Note that $Y$ is given as $Ax=0$, where $A$ is a $n \times r$-matrix containing the coefficients of the $f_i$.
Thus $Y= \ker A$.
This should now be clear, maybe depending upon your definition of "dimension".
EDIT Now that we have a definition of dimension to work with: we can at least immediately bound the dimension: any linear subspace has a filtration $0 \subset V_1 \subset V_2 \subset \ldots \subset Y$. Here $0$ is a point, $V_1$ is a line, $V_2$ is a plane and so on. Then the Zariski dimension must be greater than or equal to $\dim \ker A$.
Too see that we must equality, suppose that we could fit an irreducible algebraic subset inbetween $V_k$ and $V_{k+1}$. Without loss of generality, we could assume that $V_k$ is defined by $x_0=x_1=\ldots=x_{n-k}=0$, and $V_{k+1}$ is defined similarly (with one condition less).

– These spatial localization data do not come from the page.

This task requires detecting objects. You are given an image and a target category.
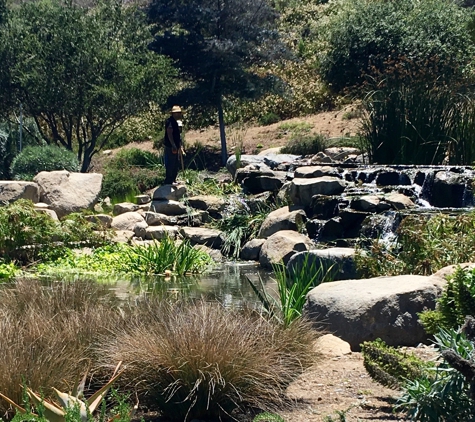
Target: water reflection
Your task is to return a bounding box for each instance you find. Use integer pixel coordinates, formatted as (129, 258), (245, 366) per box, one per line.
(38, 263), (278, 309)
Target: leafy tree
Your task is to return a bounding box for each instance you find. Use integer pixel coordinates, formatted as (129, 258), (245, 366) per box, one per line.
(147, 0), (286, 165)
(3, 0), (176, 172)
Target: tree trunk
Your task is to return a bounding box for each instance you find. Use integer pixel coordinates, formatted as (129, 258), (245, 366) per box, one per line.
(217, 99), (227, 166)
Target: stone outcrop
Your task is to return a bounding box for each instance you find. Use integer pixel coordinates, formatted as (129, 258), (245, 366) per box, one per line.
(0, 181), (39, 204)
(33, 171), (102, 218)
(179, 227), (224, 249)
(258, 205), (306, 239)
(289, 177), (346, 206)
(287, 247), (357, 281)
(303, 275), (443, 351)
(259, 230), (313, 268)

If $V$ is an irreducible algebraic subset such that $V_k \subset V \subset V_{k+1}$, then $V$ must be defind by some ideal $I_V$ such that $I_{V_{k+1}} \subset I_V \subset I_{V_k}$. But this means that $I_V$ is stricly contained in and non-zero in $I_{V_k}/I_{V_{k+1}} = (\overline{x_{n_k}}) \simeq k$. But this is impossible, since the latter is a 1-dimensional vector space.